2º nível de escuta: Factual

Consiste em escutar novos factos e a informação. Quando consigo abrir a mente a novos factos e informação, e movimentar-me para lá dos meus mapas mentais e pressupostos, estou a expandir a minha capacidade para escutar pontos de vista diferentes dos meus. A escuta factual permite promover a divergência de perspetivas e o debate de ideias, permitindo iniciar diálogos exploratórios sobre temas complexos e testar pressupostos. Constitui a base para uma análise e resolução de problemas e tomada de decisão mais informada. Perante problemas e desafios de maior complexidade e temas de mudança sistémica, a escuta factual pode levar a impasses na tomada de decisão e não evoluir de um nível de debate intelectual para o campo da ação.

3º nível de escuta: Empática

A escuta empática, constitui um nível de escuta mais profundo, e como o próprio nome indica, pressupõe movimentar-me do meu campo para o campo do outro. Eu escuto porque quero compreender, porque quero aprender; quero expandir a minha leitura da realidade, através dos olhos dos outros. Estou disponível para ouvir e aceitar leituras da realidade e experiências diferentes da minha. Observo, abrindo espaço para a inquirição e estando consciente e aberta para perspectivas diferentes, opostas e eventuais forças de resistência.

É por via de uma escuta empática que estabelecemos conexões emocionais e que estamos disponíveis para colaborar, fazer compromissos, e distribuir o poder ao serviço de uma intenção partilhada e objetivos comuns.
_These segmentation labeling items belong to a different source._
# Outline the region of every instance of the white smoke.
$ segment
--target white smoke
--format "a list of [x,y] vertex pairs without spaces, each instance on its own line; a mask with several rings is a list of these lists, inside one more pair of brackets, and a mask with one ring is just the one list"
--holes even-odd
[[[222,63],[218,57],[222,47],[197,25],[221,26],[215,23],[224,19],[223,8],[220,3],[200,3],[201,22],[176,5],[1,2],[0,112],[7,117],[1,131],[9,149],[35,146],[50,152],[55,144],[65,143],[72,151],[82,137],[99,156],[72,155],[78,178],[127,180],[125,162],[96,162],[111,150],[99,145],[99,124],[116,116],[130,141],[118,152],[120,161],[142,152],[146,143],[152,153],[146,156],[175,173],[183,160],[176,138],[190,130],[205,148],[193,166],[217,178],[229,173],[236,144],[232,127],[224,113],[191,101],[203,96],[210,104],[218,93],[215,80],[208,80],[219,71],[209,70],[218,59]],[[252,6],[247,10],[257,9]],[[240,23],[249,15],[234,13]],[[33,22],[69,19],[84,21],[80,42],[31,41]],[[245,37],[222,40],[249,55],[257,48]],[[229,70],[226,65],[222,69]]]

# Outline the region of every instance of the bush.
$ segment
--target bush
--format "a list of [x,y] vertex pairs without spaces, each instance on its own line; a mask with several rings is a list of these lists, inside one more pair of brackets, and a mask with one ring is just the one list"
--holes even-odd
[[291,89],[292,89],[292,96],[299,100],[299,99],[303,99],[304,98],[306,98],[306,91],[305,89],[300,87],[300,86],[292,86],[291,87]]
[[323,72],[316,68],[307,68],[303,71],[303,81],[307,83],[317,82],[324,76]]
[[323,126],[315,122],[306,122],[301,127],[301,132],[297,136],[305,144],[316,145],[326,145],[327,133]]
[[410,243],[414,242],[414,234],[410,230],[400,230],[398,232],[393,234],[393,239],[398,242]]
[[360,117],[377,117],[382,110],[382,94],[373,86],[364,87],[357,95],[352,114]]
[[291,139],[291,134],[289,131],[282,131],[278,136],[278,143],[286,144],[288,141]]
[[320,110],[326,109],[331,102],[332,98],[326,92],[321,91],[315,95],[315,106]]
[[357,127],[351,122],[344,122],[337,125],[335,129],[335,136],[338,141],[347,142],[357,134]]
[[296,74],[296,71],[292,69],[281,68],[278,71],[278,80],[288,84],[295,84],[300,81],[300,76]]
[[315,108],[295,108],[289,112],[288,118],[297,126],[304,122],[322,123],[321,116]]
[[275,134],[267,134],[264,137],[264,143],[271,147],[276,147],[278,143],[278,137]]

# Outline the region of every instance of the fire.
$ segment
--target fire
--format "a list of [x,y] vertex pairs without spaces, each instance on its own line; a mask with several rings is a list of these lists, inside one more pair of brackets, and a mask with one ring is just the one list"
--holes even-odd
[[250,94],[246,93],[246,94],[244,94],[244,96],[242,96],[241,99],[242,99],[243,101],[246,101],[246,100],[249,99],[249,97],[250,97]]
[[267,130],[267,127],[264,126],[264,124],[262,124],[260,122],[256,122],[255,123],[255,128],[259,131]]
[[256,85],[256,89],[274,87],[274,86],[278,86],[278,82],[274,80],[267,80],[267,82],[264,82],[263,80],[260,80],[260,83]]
Quanto maior a capacidade para um sistema desenvolver a escuta empática entre as suas várias áreas, dentro da cadeia de valor e entre relações de cliente e fornecedor, maior a probabilidade para a colaboração e a inovação acontecerem.

4º nível de escuta: Generativa

A escuta generativa é difícil de explicar e difícil de experimentar. É mais rara. Está ligada áquilo que os criadores, inovadores e artistas descrevem como momentos de criação. Uma Jam Session poderá constituir uma boa metáfora para esta imagem de um conjunto de pessoas ou de uma equipa que utilizam todo o seu talento e potencial para criar, no momento, algo simples ou extraordinário, mas novo, que emergiu naquele momento, como resultado de uma qualidade de presença e de atenção a si, ao outro, ao momento e ao que nasce e emerge naquele instante. A escuta generativa e o diálogo generativo acontecem quando se dá um alinhamento entre 3 fatores:

  • Suspendi o julgamento (o que decorre dos níveis de escuta anteriores), e estou disponível para o que nascer, fluir e emergir no momento
  • Estou 100% presente, e consciente de mim, do outro e da realidade à minha volta; aquilo que se designamos por vezes como “estar-se sincronizado”
  • Estou conectado ou conectada com a minha intenção, propósito, paixão ou motivação intrínseca

Estas competências aprendem-se e desenvolvem-se através da prática e da criação de ambientes de trabalho mais empáticos e generativos que neutralizem o confronto improdutivo e ativem a inteligência criativa coletiva.

A escuta generativa e o diálogo generativo acontecem quando se dá um alinhamento entre 3 fatores: suspensão de julgamento; presença e propósito.